The differences between the current council members are negligible in that with a little variation they are essentially the same people, i.e., white-collar professionals (attorneys, policy wonks, bureaucrats) who live in nicer or affluent neighborhoods.
You don’t see working-class employees and tradespeople who live in Beacon Hill, Haller Lake or Delridge because the at-large system of electing council members works against them. Big money from developers, special interests and unions elects our council members.
Is it any surprise that despite dissatisfaction with the dysfunction of local government that Tim Burgess, Sally Clark, Bruce Harrell and Tom Rasmussen faced no serious opposition when they ran for reelection? Special interest monies scared away legitimate candidates and guaranteed the same-old, same-old.
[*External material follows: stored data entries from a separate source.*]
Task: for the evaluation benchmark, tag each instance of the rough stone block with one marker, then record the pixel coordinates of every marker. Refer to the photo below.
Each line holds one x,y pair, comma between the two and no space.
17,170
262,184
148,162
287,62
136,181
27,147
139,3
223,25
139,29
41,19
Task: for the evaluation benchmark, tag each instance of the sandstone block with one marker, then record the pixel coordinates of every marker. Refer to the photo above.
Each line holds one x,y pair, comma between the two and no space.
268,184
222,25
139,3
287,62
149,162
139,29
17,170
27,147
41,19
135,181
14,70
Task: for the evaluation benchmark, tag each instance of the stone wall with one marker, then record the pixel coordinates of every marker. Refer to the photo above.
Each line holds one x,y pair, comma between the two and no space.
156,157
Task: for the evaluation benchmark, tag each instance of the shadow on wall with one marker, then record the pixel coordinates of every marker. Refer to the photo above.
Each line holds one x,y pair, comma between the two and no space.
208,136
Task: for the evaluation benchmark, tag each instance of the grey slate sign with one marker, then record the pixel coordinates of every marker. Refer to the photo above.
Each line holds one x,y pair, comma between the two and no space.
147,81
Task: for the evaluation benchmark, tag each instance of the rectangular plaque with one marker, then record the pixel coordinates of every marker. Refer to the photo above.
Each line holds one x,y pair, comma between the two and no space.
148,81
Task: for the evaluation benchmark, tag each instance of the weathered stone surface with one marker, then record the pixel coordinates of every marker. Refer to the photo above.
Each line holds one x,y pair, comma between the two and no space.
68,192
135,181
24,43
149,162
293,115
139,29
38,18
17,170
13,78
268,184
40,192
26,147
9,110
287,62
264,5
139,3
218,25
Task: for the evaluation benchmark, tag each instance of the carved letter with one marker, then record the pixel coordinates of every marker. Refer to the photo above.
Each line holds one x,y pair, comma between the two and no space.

In an at-large system, candidates make appearances at community festivals and events that you might attend. In election by district, candidates come to you by ringing doorbells, wearing down shoe leather, and listening to you on your porches. If they want to stay in office, they have to listen to us and not merely their biggest political contributors.
If you have an issue to address with the council to whom do you contact? The council member who lives closest to you? The one who chairs the committee that you think has jurisdiction over your issue? Would that be Planning, Land Use and Sustainability? Public Safety, Civil Rights and Technology? Housing, Human Services, Health and Culture?
Think of the situation involving the infamous “porch” in the Rainier Valley, and how no council member or their employees rendered assistance in cleaning up the area and driving away the undesirables. (I take that back: Council member Sally Bagshaw graciously asked AFTER THE FACT if somebody would contact her staff about the situation.)
If we had an elected representative from our district, we could’ve gone to that individual and demanded action. And if that council member proved unresponsive, we – not the Master Builders Association, Seattle Police Guild or Cascade Bicycle Club – would seek a legitimate challenger to that the politician’s place.
I recognize that the election-by-district system could be subject to cronyism and gridlock. But the current system is broken and needs to be scrapped. Otherwise, a disproportionate amount of energy, services and monies will continue to go to South Lake Union and downtown, and the problems in our neighborhoods will continue to go unaddressed.